A new study has found that people experience holiday stress due to the unrealistic expectations that they have.
The study conducted by a Kansas State University expert on family relationships found that people feel like failures when they are not able to meet their expectations.
"People often feel that they have to match or surpass the holiday experiences of previous years; if we don't meet those expectations, we feel like failures," said Tony Jurich, K-State professor of family studies and human services.
Most people try to make it a perfect holiday or try to re-create positive holiday memories, and in the process of doing so, they end up losing some of the holiday enjoyment.
"It's like what Ralphie says in 'A Christmas Story' when he finally gets the Red Rider BB gun. He says, 'It's the best present ever and the best present I'll ever get,'" Jurich said.
"Sometimes people have moments like this and they think, 'this was the best moment ever and I'm going to try to duplicate it every year,' but some experiences cannot be duplicated," he added.
Jurich says that these unreal expectations are what cause people to view themselves as failures.
"In the first case -- where people are trying to meet these unreal expectations -- you get a lot of people with holiday stress and you can tell it's building up," Jurich said.
"Maybe someone will say 'let's try this' or 'this sounds like fun,' but for the person planning the holiday events it seems like another burden thrown on their back and they get even more stressed out," he added.
According to him, the easiest way to get out of the holiday stress is to simplify.
"First, you need to look at your expectations and ask if they reasonable expectations; are they even your expectations?" Jurich said.
"Instead of trying to do 15 different things and having them not turn out well, you may want to just focus on two or three things that you can accomplish well," he added.

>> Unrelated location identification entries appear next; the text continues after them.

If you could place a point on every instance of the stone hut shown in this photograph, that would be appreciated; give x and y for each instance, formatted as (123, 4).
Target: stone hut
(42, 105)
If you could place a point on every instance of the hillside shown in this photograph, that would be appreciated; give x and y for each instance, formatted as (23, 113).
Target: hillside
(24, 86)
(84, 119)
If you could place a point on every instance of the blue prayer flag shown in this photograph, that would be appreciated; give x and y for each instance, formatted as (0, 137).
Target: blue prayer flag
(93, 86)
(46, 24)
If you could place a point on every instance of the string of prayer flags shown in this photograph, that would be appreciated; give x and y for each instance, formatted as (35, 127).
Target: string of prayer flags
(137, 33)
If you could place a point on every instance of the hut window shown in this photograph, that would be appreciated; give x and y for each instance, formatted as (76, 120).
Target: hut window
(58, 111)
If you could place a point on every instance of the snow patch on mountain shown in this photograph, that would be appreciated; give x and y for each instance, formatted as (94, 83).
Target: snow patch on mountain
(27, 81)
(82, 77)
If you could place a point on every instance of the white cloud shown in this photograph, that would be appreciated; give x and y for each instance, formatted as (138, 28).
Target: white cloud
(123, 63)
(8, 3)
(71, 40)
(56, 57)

His advise is that, instead of following with a family holiday tradition, one should try to create a new tradition, one that will work out with the current circumstances.
"This is hard to do because sometimes it may sound like you're being disloyal to family members," Jurich said.
"You may want to include aspects of previous rituals, but without having that ritual dominate or without feeling like the holiday would be ruined if you don't do things exactly as you had in the past," he said.
In the event that one wants to change a family tradition, one should always consult with the other members of the family before the holiday, so as to avoid any unwanted hassles.
Or, if a relative does something that makes you uncomfortable, then it's best to broach the subject ahead of time. This approach will save you stress and prepare the other family members for any changes.
"Let people know ahead of time. If you leave something in the ethereal mist of holidaydom and you're not sure how people will react to a change, then you are left absorbing anxiety about whether or not things will go over well," Jurich said.
"Or, in the case of someone doing something that makes people uncomfortable, go to the person and address the problem. Work with them on something that will work for both people. Find a compromise," he said.
As with every holiday, everyone has different expectations, and some people may not have the same expected feelings. People sometimes have unpleasant memories of a holiday, and in such cases it is best to try to reclaim the holiday.
"When people have had negative experiences that they associate with a holiday, they can feel like an outsider looking in when they witness other people getting excited for the holiday," he said.
Doing something to create a different, positive memory can be therapeutic and enough to help a person reclaim the holiday, Jurich concluded.